2

I am trying to sync 1 million record to ES, and I am doing it using bulk API in batch of 2k. But after inserting around 25k-32k, elastic search is giving following exception.

Unable to parse response body: org.elasticsearch.ElasticsearchStatusException
ElasticsearchStatusException[Unable to parse response body]; nested: ResponseException[method [POST], host [**********], URI [/_bulk?timeout=1m], status line [HTTP/1.1 403 Request throttled due to too many requests]
403 Request throttled due to too many requests /_bulk]; nested: ResponseException[method [POST], host [************], URI [/_bulk?timeout=1m], status line [HTTP/1.1 403 Request throttled due to too many requests]
403 Request throttled due to too many requests /_bulk];

I am using aws elastic search. I think, I need to implement wait strategy to handle it, something like keep checking es status and call bulk insert if status all of ES okay. But not sure how to implement it? Does ES offers anything pre-build for it? Or Anything better way to handle this?

Thanks in advance.

Update: I am using AWS elastic search version 6.8

Manish
  • 159
  • 2
  • 16
  • 1
    Check out https://www.elastic.co/guide/en/elasticsearch/reference/master/tune-for-indexing-speed.html and https://stackoverflow.com/a/64896210/6200672 once. – dravit Feb 22 '21 at 11:10
  • @dravit I checked those two answer, but they did not answer what I am looking for. Basically I am looking for approach to do "exponential backoff". – Manish Feb 22 '21 at 11:54
  • Any specific reason for exponential backoff approach? – dravit Feb 22 '21 at 15:06
  • @dravit so I am using AWS elastic search, and they support ES till 7.9 version only as of now. And my team using 6.8 as of current situation. Also, I am already making call using bulk API in batch size of 2000 documents. Currently, I am working on approach to check the ES response after calling the bulk API and wait for sometime and send next bulk request. If you have any better suggest please share. – Manish Feb 23 '21 at 01:57
  • ES started throwing error cause of high mem usage. Even on my local machine, I've never faced this issue. It could be a limitation/error by AWS based on the pricing and your current plan. Can you try with a bigger batch size, say 6k and an explicit wait of 5 seconds? Also, what is the value of `refresh_interval` (You'll find it in index settings)? – dravit Feb 24 '21 at 05:13
  • @dravit I am able to insert 100k now by doing something like this: bulkRequest.timeout(TimeValue.timeValueMinutes(2)); bulkRequest.setRefreshPolicy(RefreshPolicy.WAIT_UNTIL); BulkResponse bulkResponse = esWrapper.bulkRequest(bulkRequest); //sleep for 1 sec sleepAfterBatchWrite(); – Manish Feb 24 '21 at 07:28
  • I don't think that using a timeout is the way to go here. I would advise to maybe use smaller batch sizes and write your code in a way that only sends the next batch once the previous one is done and the call has returned. – Val Feb 25 '21 at 05:11
  • @Val , Yes currently I am doing that only, waiting 1 sec before sending next batch. But by this approach it will take lot of time to insert all data – Manish Feb 25 '21 at 05:14

2 Answers2

1

Thanks @dravit for including my previous SO answer in the comment, after following the comments it seems OP wants to improve the performance of bulk indexing and want exponential backoff, which i don't think Elasticsearch provides out of the box.

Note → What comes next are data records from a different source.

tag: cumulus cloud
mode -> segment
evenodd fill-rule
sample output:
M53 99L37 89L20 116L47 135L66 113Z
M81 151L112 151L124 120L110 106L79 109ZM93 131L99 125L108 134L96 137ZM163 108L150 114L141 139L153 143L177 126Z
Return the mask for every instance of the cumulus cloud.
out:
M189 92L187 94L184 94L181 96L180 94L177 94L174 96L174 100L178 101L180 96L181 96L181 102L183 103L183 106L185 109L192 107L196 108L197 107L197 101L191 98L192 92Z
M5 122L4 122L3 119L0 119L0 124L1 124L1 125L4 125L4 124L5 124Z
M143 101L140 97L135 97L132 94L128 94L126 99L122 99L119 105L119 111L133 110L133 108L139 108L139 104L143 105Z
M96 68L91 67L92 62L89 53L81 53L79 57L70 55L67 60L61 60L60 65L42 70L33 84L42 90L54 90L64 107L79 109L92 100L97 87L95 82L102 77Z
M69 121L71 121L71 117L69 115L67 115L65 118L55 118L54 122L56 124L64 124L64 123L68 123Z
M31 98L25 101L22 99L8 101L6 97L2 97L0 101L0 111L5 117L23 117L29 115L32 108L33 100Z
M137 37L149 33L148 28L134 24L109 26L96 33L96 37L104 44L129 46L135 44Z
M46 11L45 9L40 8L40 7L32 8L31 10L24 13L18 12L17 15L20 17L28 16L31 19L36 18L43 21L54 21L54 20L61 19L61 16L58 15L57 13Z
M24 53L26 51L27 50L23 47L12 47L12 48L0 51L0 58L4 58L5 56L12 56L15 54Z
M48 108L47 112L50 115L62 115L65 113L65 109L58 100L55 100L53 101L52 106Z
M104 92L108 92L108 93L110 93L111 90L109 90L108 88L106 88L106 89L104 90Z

I see that you are putting a pause of 1 second after every second which will not work in all the cases, and if you have large number of batches and documents to be indexed, for sure it will take a lot of time. There are few more suggestions from my side to improve the performance.

  1. Follow my tips to improve the reindex speed in Elasticsearch and see what all things listed here is applicable and doing them improves speed by what factor.
  2. Find a batching strategy which best suits to your environment, I am not sure but this article from @spinscale who is the developer of java high level rest client might help or you can ask a question on https://discuss.elastic.co/, I remembered he shared a very good batching strategy in one of his webinar but couldn't find the link of it.
  3. Notice various ES metrics apart from bulk threadpool and queue size, and see if your ES still has capacity can you increase the queue size and increase the rate by which you can send requests to ES.
Amit
  • 30,756
  • 6
  • 57
  • 88
  • 1
    I found something like, I will be trying this in next week mostly. ES have backoff internally builder.setBackoffPolicy(BackoffPolicy .constantBackoff(TimeValue.timeValueSeconds(1L), 3)); link: https://www.elastic.co/guide/en/elasticsearch/client/java-rest/master/java-rest-high-document-bulk.html – Manish Feb 26 '21 at 13:03
-2

Check the error handling guide here

If you receive persistent 403 Request throttled due to too many requests or 429 Too Many Requests errors, consider scaling vertically. Amazon Elasticsearch Service throttles requests if the payload would cause memory usage to exceed the maximum size of the Java heap.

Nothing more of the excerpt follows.